Fix 2: Eliminate render-blocking resources

  • Defer non-critical CSS: Load above-fold styles inline, defer the rest with media="print" onload="this.media='all'"
  • Defer JavaScript with defer or async attributes
  • Move third-party scripts (analytics, chat, ads) to load after main content

Fix 3: Server response time (TTFB)

  • Shared hosting: 800-2000ms TTFB (too slow for good LCP)
  • VPS (DigitalOcean, Cloudways): 150-400ms (acceptable)
  • CDN-backed (Cloudflare, Fastly): 50-200ms (ideal)
  • If your TTFB exceeds 600ms, no amount of frontend optimization will save your LCP

INP (Interaction to Next Paint) – Target: Under 200ms

INP replaced First Input Delay in March 2024 and is significantly harder to pass. It measures responsiveness across the entire session, not just the first click.

Common INP killers and fixes:

  • Long JavaScript tasks (>50ms): Break into smaller chunks using requestIdleCallback or scheduler.yield()
  • Heavy event handlers: Debounce scroll and input handlers. Never run expensive DOM queries on every keystroke.
  • Third-party scripts: A/B testing tools (Optimizely, VWO), live chat widgets, and analytics scripts are the #1 INP killer. Load them on interaction, not on page load.
  • WordPress plugin bloat: Elementor, Slider Revolution, and WooCommerce Cart Fragments are common offenders. Deactivate what you don’t need.
Pro Tip

Open Chrome DevTools > Performance panel > click “Interactions” track. Record a session, click around your site, and look for red interaction markers. Each red flag shows exactly which user action was slow and what JavaScript caused the delay. This is the fastest way to diagnose INP problems.

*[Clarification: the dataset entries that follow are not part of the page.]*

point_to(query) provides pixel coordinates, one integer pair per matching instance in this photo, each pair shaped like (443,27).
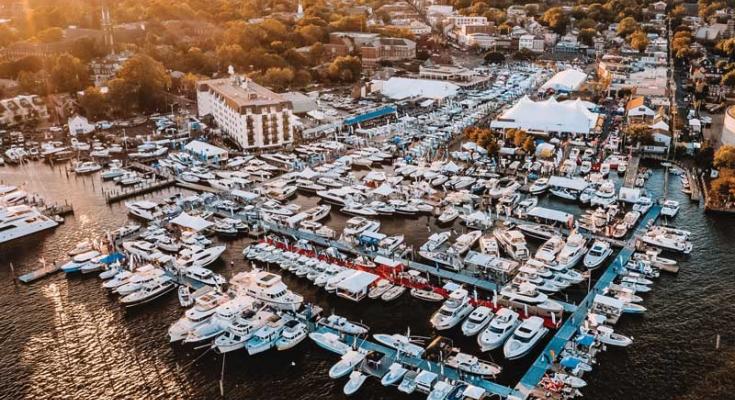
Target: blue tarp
(370,115)
(111,258)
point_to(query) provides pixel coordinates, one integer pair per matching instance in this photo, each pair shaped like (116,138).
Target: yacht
(456,308)
(670,208)
(20,221)
(478,319)
(524,338)
(149,292)
(144,209)
(267,288)
(513,242)
(598,253)
(550,249)
(400,343)
(499,329)
(572,252)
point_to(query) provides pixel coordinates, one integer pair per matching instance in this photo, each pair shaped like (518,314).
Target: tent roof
(191,222)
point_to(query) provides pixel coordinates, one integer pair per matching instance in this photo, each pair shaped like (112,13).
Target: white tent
(191,222)
(569,80)
(548,116)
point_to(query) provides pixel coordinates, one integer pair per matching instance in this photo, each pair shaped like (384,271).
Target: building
(20,109)
(249,114)
(549,117)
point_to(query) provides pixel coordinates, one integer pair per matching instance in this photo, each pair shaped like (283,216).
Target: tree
(345,69)
(93,103)
(68,74)
(725,157)
(556,19)
(626,26)
(639,40)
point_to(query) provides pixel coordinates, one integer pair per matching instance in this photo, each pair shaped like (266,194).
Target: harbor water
(68,338)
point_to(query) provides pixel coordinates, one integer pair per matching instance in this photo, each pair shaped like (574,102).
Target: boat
(294,332)
(478,319)
(150,291)
(356,380)
(597,254)
(341,324)
(400,343)
(330,341)
(499,329)
(455,308)
(670,208)
(395,373)
(346,364)
(393,293)
(513,243)
(21,221)
(524,338)
(426,295)
(471,364)
(448,215)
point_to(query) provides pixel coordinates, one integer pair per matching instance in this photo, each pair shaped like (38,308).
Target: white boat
(478,319)
(513,242)
(597,254)
(573,251)
(356,380)
(330,341)
(465,241)
(448,215)
(341,324)
(395,374)
(524,338)
(670,208)
(346,364)
(400,343)
(456,308)
(471,364)
(499,329)
(151,291)
(20,221)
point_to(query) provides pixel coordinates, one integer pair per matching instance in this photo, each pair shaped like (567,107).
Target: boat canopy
(550,214)
(191,222)
(577,184)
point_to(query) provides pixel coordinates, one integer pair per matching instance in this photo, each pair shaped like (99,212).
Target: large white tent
(548,116)
(569,80)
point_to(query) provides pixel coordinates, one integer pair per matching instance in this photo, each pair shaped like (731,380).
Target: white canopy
(194,223)
(548,116)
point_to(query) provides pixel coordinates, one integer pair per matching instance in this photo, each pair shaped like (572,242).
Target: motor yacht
(478,319)
(513,243)
(455,309)
(499,329)
(597,254)
(524,338)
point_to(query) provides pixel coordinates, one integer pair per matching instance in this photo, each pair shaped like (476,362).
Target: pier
(571,327)
(444,371)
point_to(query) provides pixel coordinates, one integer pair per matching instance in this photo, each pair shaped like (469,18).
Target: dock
(445,372)
(571,327)
(632,172)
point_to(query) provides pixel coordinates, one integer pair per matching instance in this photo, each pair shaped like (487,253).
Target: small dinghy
(185,297)
(426,295)
(357,378)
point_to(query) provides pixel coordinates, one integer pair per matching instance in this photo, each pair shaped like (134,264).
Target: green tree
(68,74)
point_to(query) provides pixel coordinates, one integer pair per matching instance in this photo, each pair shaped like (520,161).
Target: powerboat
(456,308)
(524,338)
(478,319)
(499,329)
(597,254)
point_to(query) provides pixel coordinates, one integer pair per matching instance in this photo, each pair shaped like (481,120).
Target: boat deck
(570,328)
(444,371)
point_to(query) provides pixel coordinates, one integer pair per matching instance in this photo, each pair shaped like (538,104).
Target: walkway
(570,328)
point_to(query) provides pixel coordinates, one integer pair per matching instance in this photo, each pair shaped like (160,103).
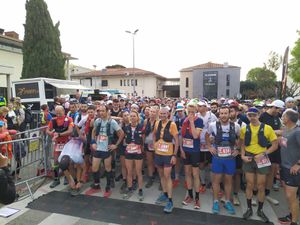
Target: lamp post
(133,57)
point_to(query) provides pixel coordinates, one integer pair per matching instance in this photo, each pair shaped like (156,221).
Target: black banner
(27,90)
(210,84)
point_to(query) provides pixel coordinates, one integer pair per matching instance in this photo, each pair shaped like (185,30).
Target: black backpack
(28,116)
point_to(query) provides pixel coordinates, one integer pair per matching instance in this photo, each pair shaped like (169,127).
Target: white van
(39,91)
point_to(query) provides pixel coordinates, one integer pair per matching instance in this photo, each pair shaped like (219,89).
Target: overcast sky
(172,34)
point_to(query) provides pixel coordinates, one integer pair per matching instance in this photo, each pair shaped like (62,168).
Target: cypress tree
(42,56)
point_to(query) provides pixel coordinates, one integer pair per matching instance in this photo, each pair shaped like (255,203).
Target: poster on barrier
(34,144)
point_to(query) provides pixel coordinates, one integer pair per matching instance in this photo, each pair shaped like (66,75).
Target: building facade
(144,82)
(210,80)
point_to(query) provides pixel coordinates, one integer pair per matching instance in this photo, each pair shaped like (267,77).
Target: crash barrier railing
(29,156)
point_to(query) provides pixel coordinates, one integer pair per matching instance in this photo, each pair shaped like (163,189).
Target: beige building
(146,83)
(11,59)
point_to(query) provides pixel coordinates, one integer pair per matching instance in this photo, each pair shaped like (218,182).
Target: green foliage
(42,56)
(294,65)
(274,62)
(261,76)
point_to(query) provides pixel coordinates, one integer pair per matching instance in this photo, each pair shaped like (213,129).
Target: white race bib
(263,162)
(133,148)
(224,151)
(188,143)
(161,147)
(203,147)
(59,147)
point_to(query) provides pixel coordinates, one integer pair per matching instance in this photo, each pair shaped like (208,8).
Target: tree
(42,54)
(293,90)
(294,65)
(261,76)
(274,62)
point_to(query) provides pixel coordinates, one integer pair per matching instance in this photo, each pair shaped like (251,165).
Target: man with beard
(225,135)
(271,117)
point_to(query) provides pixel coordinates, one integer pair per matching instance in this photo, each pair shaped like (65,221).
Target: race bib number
(59,147)
(102,138)
(188,143)
(203,148)
(162,147)
(151,147)
(133,148)
(224,151)
(263,162)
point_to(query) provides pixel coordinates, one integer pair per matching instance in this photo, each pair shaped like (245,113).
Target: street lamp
(133,58)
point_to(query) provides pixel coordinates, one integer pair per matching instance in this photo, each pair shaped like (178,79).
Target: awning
(66,85)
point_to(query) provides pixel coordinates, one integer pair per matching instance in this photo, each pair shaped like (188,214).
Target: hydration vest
(149,128)
(219,136)
(136,137)
(62,128)
(262,140)
(108,131)
(167,137)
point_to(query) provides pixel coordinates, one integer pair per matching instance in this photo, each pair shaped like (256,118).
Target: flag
(284,72)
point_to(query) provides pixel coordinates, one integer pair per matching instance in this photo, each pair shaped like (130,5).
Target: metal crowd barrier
(30,156)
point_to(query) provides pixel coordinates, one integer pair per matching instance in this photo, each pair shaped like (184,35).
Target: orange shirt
(161,147)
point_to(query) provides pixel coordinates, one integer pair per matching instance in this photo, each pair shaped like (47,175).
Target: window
(227,93)
(104,83)
(228,80)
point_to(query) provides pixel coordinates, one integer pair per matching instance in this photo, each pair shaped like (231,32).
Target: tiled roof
(117,72)
(208,65)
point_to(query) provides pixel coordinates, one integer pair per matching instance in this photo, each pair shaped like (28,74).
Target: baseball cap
(179,107)
(202,103)
(252,110)
(289,99)
(277,103)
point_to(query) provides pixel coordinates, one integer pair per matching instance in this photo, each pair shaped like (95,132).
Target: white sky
(173,34)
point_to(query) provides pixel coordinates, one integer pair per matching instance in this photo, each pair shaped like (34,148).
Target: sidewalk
(32,217)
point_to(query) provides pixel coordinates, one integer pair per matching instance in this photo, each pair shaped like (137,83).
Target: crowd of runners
(221,144)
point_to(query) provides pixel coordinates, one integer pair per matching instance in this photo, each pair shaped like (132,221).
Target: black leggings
(7,187)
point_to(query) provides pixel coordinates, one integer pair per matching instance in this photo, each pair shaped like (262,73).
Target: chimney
(12,34)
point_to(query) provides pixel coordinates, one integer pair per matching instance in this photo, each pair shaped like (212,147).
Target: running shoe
(263,216)
(236,200)
(272,200)
(187,200)
(216,207)
(248,214)
(202,189)
(141,195)
(107,192)
(161,199)
(127,194)
(55,183)
(169,207)
(197,204)
(229,207)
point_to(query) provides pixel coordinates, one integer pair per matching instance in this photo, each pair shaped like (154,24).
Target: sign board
(27,90)
(210,84)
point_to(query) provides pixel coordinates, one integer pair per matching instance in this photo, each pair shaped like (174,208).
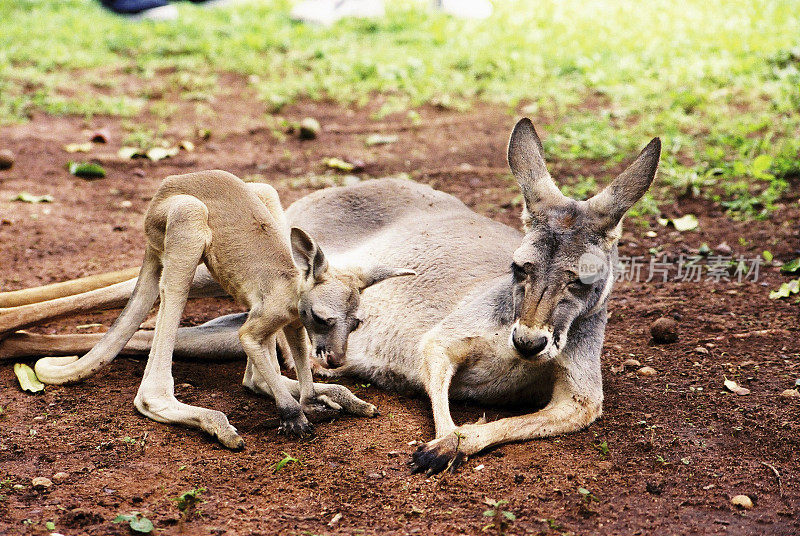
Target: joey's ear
(526,160)
(378,273)
(611,204)
(307,255)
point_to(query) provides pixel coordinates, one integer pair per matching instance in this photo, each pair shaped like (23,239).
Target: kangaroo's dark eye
(319,320)
(518,272)
(578,286)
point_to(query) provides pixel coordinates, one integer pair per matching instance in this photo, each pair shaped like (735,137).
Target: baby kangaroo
(240,233)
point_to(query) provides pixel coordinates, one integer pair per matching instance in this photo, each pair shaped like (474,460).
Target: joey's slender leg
(296,338)
(185,239)
(258,338)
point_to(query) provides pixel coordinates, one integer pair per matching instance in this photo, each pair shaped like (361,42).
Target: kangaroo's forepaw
(345,399)
(298,427)
(436,456)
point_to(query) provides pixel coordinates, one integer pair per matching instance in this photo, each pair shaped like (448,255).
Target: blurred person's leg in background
(152,9)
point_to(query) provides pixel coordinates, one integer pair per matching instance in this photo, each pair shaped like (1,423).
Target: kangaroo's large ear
(611,204)
(307,255)
(379,272)
(526,160)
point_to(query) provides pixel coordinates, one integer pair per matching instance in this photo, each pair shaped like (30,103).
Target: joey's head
(564,268)
(330,297)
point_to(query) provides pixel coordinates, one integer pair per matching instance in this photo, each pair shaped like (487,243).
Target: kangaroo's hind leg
(186,237)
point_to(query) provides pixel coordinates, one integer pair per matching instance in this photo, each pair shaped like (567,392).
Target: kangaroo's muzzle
(529,343)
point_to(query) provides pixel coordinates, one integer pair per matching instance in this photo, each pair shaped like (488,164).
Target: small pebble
(646,371)
(309,129)
(41,482)
(100,136)
(723,249)
(6,159)
(664,330)
(742,501)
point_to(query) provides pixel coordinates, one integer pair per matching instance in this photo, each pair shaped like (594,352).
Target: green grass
(719,81)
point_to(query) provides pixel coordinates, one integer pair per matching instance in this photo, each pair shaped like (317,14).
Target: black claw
(432,462)
(456,462)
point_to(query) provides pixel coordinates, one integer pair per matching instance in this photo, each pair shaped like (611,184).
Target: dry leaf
(734,387)
(27,378)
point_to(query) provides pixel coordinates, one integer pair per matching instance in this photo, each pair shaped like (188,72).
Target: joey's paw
(436,456)
(321,408)
(323,373)
(298,427)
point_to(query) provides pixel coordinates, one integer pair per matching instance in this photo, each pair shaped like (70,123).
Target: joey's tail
(60,370)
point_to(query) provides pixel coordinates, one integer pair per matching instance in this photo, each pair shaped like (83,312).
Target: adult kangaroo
(494,315)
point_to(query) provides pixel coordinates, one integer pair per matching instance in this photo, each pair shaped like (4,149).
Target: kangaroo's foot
(437,455)
(166,408)
(294,423)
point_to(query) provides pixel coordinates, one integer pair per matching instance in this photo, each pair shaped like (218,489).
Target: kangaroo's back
(454,251)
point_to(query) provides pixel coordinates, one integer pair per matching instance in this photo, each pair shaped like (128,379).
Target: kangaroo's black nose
(528,347)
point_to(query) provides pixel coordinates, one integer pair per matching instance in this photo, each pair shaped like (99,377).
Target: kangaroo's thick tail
(60,370)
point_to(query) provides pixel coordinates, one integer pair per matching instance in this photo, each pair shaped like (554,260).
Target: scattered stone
(308,129)
(350,180)
(664,330)
(6,159)
(734,387)
(41,482)
(742,501)
(723,249)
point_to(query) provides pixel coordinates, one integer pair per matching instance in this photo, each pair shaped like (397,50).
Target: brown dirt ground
(679,447)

CLS (Cumulative Layout Shift) – Target: Under 0.1

CLS measures unexpected page jumps. The easiest metric to fix.

CLS FIX: FONT LOADING WITHOUT LAYOUT SHIFT
/* Prevent font-swap layout shift with size-adjust */
@font-face {
  font-family: 'Outfit';
  src: url('outfit.woff2') format('woff2');
  font-display: swap;
  size-adjust: 105%;  /* Match fallback font metrics */
  ascent-override: 95%;
  descent-override: 22%;
  line-gap-override: 0%;
}

/* Always set image dimensions */
img {
  max-width: 100%;
  height: auto;
  aspect-ratio: attr(width) / attr(height);
}

Structured Data and Schema Markup

Structured data has evolved from “nice to have” to essential infrastructure. AI search engines parse structured data to understand your business entity. A page with proper schema is far more likely to be cited by ChatGPT or Perplexity than one without it.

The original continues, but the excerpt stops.